Designing for Failure (Fail-Closed)

Foundational

Everything fails in time. Networks drop, dependencies time out, processes die mid-operation. The question is never whether it happens, but what the system does when it does. Treat failure as the normal case. When the outcome is uncertain, take the safe path: deny, escalate, or stop. Never quietly proceed.

Designing for failure has two parts. The first is resilience: assume every dependency can be slow, missing, or wrong. Build timeouts, retries with backoff, circuit breakers, and graceful degradation, so one component's failure does not spread to all of them. The second part matters most here: the direction of failure. When something is missing, unknown, or errored, does the system fail open (allow) or fail closed (safe)?
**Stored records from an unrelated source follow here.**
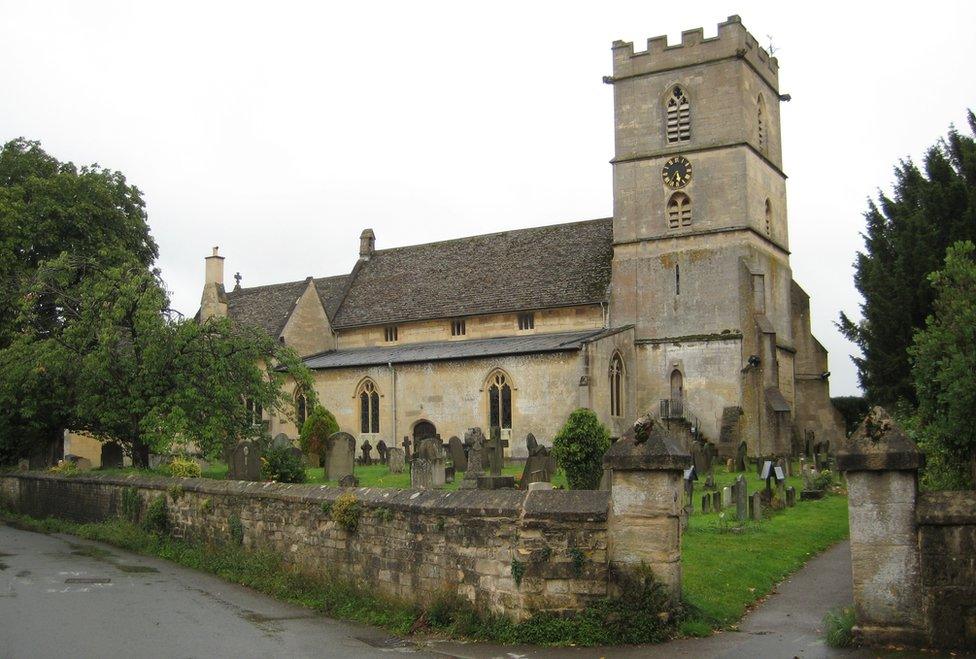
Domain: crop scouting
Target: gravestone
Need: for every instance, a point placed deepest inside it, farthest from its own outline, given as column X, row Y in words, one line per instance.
column 245, row 462
column 395, row 460
column 340, row 455
column 474, row 439
column 756, row 506
column 421, row 474
column 741, row 500
column 111, row 456
column 458, row 458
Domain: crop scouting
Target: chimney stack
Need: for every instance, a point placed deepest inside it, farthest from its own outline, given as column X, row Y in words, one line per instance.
column 367, row 243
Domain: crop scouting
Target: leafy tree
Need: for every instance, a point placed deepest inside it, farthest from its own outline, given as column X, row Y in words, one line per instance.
column 579, row 447
column 905, row 239
column 137, row 374
column 944, row 362
column 317, row 428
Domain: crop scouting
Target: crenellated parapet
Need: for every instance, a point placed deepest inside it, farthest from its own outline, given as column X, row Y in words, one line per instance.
column 732, row 41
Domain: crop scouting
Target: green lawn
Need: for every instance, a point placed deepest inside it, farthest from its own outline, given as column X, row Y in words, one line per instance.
column 725, row 571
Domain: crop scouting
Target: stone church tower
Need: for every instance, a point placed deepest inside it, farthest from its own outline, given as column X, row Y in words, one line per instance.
column 700, row 246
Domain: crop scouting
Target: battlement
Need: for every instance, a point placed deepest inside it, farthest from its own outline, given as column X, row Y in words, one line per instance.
column 733, row 40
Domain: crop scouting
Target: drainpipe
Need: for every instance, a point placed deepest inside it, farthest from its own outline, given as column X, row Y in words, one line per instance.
column 393, row 389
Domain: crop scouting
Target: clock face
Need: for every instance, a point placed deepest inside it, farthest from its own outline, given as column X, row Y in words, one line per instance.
column 676, row 172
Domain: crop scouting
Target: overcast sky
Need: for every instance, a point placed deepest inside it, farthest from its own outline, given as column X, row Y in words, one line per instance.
column 279, row 130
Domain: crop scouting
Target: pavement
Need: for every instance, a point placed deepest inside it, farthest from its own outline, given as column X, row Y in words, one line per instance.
column 62, row 596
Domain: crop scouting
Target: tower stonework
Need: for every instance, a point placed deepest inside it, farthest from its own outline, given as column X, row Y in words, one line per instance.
column 701, row 251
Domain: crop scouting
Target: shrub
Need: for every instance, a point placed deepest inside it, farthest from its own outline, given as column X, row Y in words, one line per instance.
column 130, row 503
column 579, row 447
column 317, row 428
column 838, row 624
column 279, row 463
column 346, row 510
column 156, row 520
column 182, row 467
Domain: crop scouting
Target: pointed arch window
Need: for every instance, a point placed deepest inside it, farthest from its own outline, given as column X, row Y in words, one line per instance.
column 679, row 210
column 369, row 407
column 761, row 121
column 616, row 385
column 499, row 401
column 678, row 115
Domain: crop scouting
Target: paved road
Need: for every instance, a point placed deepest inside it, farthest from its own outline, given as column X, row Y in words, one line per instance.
column 61, row 598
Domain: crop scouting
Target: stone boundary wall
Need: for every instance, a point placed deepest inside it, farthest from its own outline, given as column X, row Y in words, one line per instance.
column 411, row 544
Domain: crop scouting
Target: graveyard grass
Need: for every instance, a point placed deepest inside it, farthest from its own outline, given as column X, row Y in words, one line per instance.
column 725, row 572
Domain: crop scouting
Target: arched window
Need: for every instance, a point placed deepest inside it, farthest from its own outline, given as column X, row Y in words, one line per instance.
column 499, row 401
column 369, row 407
column 761, row 122
column 616, row 385
column 679, row 210
column 678, row 115
column 301, row 408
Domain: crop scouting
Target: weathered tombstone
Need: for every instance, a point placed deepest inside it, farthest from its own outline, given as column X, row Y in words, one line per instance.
column 111, row 456
column 395, row 460
column 741, row 503
column 421, row 474
column 458, row 458
column 474, row 439
column 340, row 455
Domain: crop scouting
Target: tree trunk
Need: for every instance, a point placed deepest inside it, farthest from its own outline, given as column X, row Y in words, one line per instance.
column 140, row 454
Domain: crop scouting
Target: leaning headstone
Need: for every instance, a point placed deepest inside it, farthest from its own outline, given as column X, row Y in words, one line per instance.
column 111, row 456
column 395, row 460
column 741, row 497
column 421, row 474
column 458, row 458
column 340, row 455
column 474, row 439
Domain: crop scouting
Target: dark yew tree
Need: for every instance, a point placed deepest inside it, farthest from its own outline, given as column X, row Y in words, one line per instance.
column 905, row 240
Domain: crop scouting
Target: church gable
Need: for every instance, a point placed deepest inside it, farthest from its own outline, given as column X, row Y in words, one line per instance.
column 541, row 267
For an AML platform, fail-closed is not a preference. It is the rule. A screening check that times out must block and escalate, not approve. An unknown country or document type must escalate, not default to low risk. The Finperiti finding that unsigned webhooks could be acted on is a fail-open disaster: uncertainty was resolved in the attacker's favour. Always resolve it in favour of safety.

Fail in the safe direction

Fail open on error try { result = screening.Check(customer); }
catch { result = ScreeningResult.Clear; } // "don't block the happy path"

A timeout or outage in the screening provider now silently approves everyone. This is the exact shape of an AML false-negative catastrophe: uncertainty resolved as 'allow'.

Fail closed, escalate try { result = await screening.CheckAsync(customer, timeout); }
catch (Exception e) { audit.Record("Screening.Unavailable", customer, e);
return Decision.BlockAndEscalate("screening unavailable"); }

When the check cannot complete, the customer is held for human review and the failure is recorded. This is the safe and lawful default.

Build resilience against dependency failure

Self-review checklist

Why it matters: The direction a system fails in decides whether an outage is a small problem or a breach. Fail-open code turns every dependency hiccup into an opening: the wrong person let through, a check skipped, money moved. Failing closed costs a little friction when things break, and it prevents the failures that end licences and careers.